Grip ve Soğuk Algınlığı, belirtileri sıklıkla karıştırılabilen etkenleri farklı hastalıklardır. Üstte belirtilen klinik bulgular, üst teneffüs yolu hastalıkları, soğuk algınlığı ve bronşit üzere hastalıklarda da görülebildiğinden “Grip” ile “Grip gibisi üst teneffüs yolu enfeksiyonu” teşhisinin birbirinden ayrılması kıymetlidir. Grip enfeksiyonu tanısı, kesin olarak virüsün izolasyonu ile konabilir. Fakat virüslerin kültür süreci, özel sistemler gerektirdiğinden ve uzun vakit aldığından hastanın tedavisinde tesirli olamayabilir. Kültürlerde üreyen virüslerin tipleri tayin edilerek salgınlar izlenir ve aşıların hazırlanmasında bu bilgilerden yararlanılır. İnfluenza Tip A’nın İnfluenza Tip B’ye nazaran görülme sıklığı ve tesiri daha fazladır.
Grip (influenza) tedavisinde antibiyotikler tesirli değildir ve birden fazla vakit gereksiz olarak kullanılmaktadır. Gereksiz antibiyotik kullanımı, bakterilerde direnç gelişimine neden olarak birtakım enfeksiyonların tedavisini geciktirdiği üzere tedavi masraflarını da artırmaktadır. Antibiyotikler, hastalık sırasında ikincil olarak görülen bakteriyel enfeksiyonlar (sinüzit, zatürree ve orta kulak iltihabı gibi) geliştiğinde kullanılmalıdır.

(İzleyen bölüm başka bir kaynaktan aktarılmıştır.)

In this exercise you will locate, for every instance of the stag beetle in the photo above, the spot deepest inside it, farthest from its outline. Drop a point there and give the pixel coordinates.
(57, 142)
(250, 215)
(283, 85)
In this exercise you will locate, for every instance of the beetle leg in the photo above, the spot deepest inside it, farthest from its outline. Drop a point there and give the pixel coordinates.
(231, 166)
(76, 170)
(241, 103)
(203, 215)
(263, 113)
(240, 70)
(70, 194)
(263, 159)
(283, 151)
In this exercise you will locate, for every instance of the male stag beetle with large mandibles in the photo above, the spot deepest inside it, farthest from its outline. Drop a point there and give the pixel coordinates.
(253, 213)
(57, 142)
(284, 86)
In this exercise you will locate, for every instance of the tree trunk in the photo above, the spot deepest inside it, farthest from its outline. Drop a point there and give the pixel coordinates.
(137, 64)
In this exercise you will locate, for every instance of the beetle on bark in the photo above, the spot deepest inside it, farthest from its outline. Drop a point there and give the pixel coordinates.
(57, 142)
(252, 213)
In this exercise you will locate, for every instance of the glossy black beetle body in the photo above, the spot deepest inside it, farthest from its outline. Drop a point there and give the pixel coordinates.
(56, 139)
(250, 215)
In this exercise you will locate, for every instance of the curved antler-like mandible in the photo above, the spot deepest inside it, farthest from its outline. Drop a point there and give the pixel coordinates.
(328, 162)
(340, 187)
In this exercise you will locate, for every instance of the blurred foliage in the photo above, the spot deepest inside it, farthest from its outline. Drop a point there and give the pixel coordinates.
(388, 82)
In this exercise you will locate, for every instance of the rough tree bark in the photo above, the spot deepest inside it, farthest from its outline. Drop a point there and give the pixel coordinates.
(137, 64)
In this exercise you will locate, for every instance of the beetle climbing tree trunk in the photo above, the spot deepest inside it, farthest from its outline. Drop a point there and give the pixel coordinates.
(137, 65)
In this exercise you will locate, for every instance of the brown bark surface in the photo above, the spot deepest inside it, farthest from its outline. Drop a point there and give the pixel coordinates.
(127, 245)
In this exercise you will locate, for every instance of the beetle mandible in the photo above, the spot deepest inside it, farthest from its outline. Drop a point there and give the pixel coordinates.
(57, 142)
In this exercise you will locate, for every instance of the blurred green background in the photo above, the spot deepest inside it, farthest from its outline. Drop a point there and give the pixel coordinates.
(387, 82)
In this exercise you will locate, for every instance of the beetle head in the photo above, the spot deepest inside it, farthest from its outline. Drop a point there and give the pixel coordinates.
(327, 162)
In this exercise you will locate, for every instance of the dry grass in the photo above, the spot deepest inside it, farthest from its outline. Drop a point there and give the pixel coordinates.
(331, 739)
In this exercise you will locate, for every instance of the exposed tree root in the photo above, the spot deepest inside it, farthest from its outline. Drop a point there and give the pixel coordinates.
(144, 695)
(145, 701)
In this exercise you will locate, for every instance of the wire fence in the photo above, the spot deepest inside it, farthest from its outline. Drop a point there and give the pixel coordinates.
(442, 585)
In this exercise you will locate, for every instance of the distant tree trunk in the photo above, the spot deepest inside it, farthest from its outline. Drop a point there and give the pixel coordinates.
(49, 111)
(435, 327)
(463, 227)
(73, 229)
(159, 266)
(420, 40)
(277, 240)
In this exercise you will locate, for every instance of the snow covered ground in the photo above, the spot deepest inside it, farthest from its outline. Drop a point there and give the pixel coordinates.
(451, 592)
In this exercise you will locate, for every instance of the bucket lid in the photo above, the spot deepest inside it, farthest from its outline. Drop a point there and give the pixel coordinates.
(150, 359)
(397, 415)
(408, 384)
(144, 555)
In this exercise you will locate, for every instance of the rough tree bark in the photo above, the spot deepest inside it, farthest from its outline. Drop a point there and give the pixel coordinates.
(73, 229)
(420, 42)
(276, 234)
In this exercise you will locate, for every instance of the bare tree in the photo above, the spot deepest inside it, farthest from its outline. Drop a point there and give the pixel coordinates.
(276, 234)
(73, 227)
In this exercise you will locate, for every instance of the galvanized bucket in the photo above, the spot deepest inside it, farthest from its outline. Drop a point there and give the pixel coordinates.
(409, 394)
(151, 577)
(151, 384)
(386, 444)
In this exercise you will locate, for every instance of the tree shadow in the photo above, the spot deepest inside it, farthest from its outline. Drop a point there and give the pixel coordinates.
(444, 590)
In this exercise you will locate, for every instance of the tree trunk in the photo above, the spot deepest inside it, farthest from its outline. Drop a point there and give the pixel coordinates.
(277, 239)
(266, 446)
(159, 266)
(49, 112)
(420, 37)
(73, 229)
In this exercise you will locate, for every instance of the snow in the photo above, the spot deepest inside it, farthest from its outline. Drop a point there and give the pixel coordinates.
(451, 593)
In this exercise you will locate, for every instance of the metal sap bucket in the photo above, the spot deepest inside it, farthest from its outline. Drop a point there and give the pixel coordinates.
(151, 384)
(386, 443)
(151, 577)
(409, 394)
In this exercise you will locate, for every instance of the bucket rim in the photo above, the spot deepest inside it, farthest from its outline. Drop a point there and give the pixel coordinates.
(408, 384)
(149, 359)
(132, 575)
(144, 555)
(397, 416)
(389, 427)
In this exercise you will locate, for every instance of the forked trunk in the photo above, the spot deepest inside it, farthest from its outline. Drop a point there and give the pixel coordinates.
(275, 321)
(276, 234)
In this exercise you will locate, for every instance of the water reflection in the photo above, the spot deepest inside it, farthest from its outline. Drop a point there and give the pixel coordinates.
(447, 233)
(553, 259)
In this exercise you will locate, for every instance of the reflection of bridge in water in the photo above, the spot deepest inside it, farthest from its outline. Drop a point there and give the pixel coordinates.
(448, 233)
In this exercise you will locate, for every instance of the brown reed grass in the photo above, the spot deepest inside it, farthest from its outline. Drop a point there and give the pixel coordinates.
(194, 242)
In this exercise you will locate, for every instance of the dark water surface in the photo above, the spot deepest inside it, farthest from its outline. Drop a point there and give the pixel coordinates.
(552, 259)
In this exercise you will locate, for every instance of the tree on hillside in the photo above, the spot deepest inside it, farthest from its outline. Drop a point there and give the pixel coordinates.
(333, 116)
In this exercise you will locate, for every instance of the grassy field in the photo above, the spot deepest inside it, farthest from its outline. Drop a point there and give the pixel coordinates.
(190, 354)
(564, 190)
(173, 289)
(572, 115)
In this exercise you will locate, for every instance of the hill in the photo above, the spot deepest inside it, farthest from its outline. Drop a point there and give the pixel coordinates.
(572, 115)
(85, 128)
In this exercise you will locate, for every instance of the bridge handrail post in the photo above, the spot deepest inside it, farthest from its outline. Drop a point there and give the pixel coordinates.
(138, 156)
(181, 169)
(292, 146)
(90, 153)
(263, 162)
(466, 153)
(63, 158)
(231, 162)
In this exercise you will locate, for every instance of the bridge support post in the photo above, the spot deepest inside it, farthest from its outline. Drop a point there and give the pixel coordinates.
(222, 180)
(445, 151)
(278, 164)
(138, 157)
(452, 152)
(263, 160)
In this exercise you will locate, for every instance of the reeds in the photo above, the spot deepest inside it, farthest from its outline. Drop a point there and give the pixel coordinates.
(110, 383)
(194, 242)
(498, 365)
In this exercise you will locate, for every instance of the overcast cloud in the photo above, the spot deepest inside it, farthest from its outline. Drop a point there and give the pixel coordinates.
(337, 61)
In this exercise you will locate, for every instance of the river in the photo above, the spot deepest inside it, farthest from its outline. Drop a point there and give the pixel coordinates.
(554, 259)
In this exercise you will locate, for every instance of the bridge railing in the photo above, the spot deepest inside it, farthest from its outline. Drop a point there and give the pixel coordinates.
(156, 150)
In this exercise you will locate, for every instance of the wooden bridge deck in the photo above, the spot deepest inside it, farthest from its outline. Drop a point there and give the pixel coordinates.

Hastalıktan korunmak için grip döneminden evvel aşılanmak değerlidir. Ancak artık değişik suşlarla olan gribal enfeksiyon sıklığının artması sebebiyle aşı olmak her vakit kışın korumamaktadır. Aşı komplikasyonları ve yan tesirleri de gözönüne alındığında ben hastalarıma kışın bol vit C almak ( portakal- greyfurt suyu vb) dışında rutin grip aşısı önermiyorum ( risk kümeleri hariç).
Bilhassa çocuklar, 65 yaşını geçenler ve kronik hastalığı olanlar (Astım, kalp yetmezliği, diyabet ve kanser hastaları gibi) ın aşılanmasında yarar vardır. Hastane çalışanlarının da aşılanması hastane enfeksiyonlarının önlenmesi açısından değerlidir. Öksürük ve aksırık sırasında ağız etrafına ve ellere bulaşan damlacıkların, enfeksiyonun yayılmasında kıymetli rolü vardır. Bu nedenle ellerin daima yıkanarak pak tutulması çok kıymetlidir.